That they showed Selyse as the one with buyers regret goes against my entire understanding of her character. Blew up my suspension of disbelief completely.
She has dead fetuses mounted all over her chambers, I was surprised in the moment but it kind of makes sense.
It is just poor story telling though. Any person who isn't mildly retarded should be able to realize it made no sense whatsoever. I don't mind them altering things slightly now and then to make it more exciting for television but that was beyond dumb.
Wow that child burning really fucked some of you guys up. Was a rough scene but "crying all night" seems a tad unstable.
yeah they just needed 1 line to say storms got so bad they could land at east watch and had to get off in front of the wall.
People just pile on the show To do it at this point No one bitches about lazy writing when the wildlings and Jon could have just sailed around the wall instead of trying the super dangerous act of climbing the wall. Sailing around the wall is boring to watch and standing at the wall has much better effect. Just bc the wildlings could have done something different doesn't mean it's lazy writing. We could go through the books page by page and point out non stop lazy writing throughout the books by this standard.
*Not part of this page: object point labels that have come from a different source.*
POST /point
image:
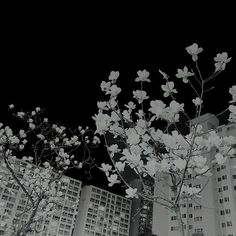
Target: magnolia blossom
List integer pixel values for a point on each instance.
(184, 74)
(131, 106)
(120, 166)
(221, 59)
(131, 192)
(113, 149)
(220, 159)
(113, 76)
(157, 108)
(194, 50)
(140, 95)
(168, 89)
(113, 179)
(106, 168)
(142, 76)
(197, 101)
(165, 76)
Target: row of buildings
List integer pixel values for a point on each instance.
(102, 213)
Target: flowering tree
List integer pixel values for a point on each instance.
(146, 138)
(33, 158)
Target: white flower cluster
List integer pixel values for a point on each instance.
(148, 150)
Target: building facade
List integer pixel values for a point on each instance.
(14, 201)
(214, 214)
(142, 209)
(102, 213)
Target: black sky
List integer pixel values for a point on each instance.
(57, 61)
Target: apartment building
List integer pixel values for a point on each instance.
(59, 223)
(102, 213)
(142, 209)
(214, 214)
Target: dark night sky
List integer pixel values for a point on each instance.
(58, 62)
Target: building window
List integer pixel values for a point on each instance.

This is a fictional universe. Not everything is going to make sense. Things are done for effect. Not every little detail needs to make sense or have a reasonable explanation.
It's definitely lazy writing GRRM is far from perfect, but he does put a lot of effort into getting little details right, particularly in the later books. I don't think the wall thing is that huge of a deal, there are much worse examples of lazy writing in the show than that. Still lazy though
non lazy writing would be "we want this to happen, but it doesn't make sense, how can we justify this in a way that makes sense for the characters involved" Lazy writing is "we want this to happen, but it doesn't make sense...fuck it, we are doing it anyway"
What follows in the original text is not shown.